Bermuda IP-based business Obsidian Technologies launched to create digital GDP and foundational tech platform, and Ed Mason, CEO of Core Live Ltd. For their ultra-power saving mobile microcomputer, introduced to provide a two-fold benefit to schools, lower cost of equipment, and considerable savings in power consumption.

The first Bermuda Technology Innovation Trailblazer Award went to Stan Stalnaker, founding director of Bermudian-based Hub Culture.

After having looked throughout the world for the best location to structure a digital asset, Mr Stalnaker chose Bermuda as headquarters in 2006. The following year he launched Ven, the world’s first digital currency and the first to be traded on regulated foreign exchange markets.

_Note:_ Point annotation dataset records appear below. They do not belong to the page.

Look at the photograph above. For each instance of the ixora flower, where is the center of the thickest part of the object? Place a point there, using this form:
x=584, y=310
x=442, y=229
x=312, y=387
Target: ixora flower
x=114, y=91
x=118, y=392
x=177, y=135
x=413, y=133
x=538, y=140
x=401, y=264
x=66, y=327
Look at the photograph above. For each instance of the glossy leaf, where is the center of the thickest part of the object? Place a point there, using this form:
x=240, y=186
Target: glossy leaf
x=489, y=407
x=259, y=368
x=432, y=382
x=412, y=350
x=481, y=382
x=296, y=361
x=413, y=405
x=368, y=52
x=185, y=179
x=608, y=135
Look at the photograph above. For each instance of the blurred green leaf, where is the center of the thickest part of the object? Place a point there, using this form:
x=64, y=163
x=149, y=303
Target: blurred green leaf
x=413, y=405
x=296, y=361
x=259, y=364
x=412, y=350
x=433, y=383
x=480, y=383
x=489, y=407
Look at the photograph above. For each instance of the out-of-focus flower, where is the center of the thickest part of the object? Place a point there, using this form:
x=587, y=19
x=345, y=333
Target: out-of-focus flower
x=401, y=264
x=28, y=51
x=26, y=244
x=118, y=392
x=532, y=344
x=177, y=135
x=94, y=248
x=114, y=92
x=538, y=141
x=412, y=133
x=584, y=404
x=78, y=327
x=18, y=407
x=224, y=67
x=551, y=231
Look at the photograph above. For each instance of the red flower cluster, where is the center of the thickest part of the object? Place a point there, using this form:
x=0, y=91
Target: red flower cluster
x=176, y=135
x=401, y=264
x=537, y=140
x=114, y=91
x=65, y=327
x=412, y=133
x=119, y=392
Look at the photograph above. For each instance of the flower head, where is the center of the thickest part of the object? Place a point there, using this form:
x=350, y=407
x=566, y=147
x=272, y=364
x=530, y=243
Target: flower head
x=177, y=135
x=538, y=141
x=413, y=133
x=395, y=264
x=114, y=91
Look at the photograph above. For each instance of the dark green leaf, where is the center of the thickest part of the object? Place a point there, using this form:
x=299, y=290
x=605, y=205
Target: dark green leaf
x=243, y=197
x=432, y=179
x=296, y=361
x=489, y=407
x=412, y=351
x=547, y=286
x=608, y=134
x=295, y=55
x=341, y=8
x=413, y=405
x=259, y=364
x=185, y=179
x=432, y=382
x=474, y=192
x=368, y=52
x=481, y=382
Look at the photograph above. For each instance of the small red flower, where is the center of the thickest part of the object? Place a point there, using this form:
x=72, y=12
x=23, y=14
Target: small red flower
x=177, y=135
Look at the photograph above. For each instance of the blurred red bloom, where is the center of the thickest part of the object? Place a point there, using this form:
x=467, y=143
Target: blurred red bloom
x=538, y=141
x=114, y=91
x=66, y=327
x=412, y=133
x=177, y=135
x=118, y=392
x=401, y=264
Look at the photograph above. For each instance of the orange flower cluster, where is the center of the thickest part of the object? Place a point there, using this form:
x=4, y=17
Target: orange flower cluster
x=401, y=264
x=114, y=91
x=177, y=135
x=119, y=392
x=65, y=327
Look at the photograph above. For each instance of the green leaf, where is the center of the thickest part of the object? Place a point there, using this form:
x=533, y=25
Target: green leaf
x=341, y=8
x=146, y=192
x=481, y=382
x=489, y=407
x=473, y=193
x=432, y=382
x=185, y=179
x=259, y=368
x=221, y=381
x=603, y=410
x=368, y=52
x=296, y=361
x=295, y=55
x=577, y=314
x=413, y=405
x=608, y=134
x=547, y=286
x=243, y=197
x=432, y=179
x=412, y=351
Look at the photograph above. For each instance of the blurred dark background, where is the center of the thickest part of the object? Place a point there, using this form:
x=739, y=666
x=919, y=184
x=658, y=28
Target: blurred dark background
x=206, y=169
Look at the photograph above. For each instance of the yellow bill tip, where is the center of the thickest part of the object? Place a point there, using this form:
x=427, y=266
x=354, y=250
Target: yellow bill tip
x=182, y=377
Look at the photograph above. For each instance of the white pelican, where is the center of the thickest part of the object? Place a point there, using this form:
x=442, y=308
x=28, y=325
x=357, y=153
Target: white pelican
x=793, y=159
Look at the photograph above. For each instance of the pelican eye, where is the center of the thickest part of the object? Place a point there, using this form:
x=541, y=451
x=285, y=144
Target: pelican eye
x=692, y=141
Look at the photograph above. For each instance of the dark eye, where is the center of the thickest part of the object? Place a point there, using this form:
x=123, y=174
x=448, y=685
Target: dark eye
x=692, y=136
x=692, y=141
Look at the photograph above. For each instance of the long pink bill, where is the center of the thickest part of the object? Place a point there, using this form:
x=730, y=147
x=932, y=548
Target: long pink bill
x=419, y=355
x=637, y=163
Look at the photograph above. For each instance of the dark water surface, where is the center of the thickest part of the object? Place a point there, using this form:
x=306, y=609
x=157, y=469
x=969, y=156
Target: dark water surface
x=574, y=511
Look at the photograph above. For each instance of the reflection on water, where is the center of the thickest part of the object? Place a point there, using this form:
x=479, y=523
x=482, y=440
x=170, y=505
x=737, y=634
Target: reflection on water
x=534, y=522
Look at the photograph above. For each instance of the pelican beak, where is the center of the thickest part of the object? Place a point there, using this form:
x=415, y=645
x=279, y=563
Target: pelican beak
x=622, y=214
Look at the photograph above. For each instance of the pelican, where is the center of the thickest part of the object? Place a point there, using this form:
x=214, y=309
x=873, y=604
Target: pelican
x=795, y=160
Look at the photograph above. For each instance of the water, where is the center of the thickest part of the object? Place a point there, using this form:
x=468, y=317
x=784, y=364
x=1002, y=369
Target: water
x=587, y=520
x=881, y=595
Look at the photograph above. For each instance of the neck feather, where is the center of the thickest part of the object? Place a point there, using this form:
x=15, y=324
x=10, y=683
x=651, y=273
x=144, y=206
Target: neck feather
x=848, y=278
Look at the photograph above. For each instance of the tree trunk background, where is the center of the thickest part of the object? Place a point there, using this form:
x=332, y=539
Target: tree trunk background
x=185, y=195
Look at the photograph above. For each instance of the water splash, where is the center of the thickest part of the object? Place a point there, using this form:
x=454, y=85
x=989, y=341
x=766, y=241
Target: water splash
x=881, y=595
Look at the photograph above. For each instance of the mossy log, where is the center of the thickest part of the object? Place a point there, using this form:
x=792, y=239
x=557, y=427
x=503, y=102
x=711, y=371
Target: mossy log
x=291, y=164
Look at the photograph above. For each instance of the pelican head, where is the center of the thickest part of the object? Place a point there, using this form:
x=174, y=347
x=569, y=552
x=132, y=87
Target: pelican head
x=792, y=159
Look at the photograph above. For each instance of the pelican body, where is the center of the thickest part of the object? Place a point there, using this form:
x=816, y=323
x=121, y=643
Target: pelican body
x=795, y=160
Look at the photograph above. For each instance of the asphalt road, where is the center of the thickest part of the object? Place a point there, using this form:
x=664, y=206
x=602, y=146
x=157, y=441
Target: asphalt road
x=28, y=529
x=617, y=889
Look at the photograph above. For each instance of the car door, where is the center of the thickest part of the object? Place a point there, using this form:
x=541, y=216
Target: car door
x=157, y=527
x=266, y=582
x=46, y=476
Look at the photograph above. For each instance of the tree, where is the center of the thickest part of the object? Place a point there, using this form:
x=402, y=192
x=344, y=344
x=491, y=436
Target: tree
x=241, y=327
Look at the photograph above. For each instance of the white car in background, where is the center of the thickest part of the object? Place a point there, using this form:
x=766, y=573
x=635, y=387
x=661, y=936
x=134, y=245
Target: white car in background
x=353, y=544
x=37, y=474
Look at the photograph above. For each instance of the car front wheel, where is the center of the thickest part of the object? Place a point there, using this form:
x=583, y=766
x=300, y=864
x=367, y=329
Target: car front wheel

Since then, he has been the leading “digital ambassador” for Bermuda, raising the flag at Hub Culture’s 25 Pavilion Events held on five continents reaching over 65,000 guests. The Hub Culture Pavilion at the World Economic Forum in Davos has repeatedly featured the Bermuda delegation at its town hall meetings.

Key among these events is Liquidity — the Summit on new finance which was held, for the fifth time, on Tuesday in Bermuda. It attracted more than 100 attendees from seven countries.

The awards evening ended with a reception for these international delegates and the Bermudians attending the ceremony.

Addressing the awards audience, David Burt, the Premier, said: “We are seeing more and more Bermudians embracing technology and building businesses utilising technology. We have all seen recent innovations with online services and mobile applications that are making our country more efficient and creating new jobs. These technology-based entrepreneurial activities are the types of initiatives that the Government will continue to promote.”

Mentioning the Sargasso Sea app, he said: “Three weeks after they launched this past January, they more than doubled their deliveries and saw a number of businesses reaching out to them, wanting to be a part of their platform. They have over 50 part-time employees and are enjoying steady growth as a business.”

Mr Burt said the Government is committed to technology.

“That is why we have invested heavily in promoting technology and making sure that we have fintech training that is available to every single Bermudian resident free of charge on line.

“That is the reason why we have our coding boot-camp where 12 Bermudians are learning coding. That is the reason why we are investing in additional facilities at the Bermuda College to make sure that we can be ready for the technology future.”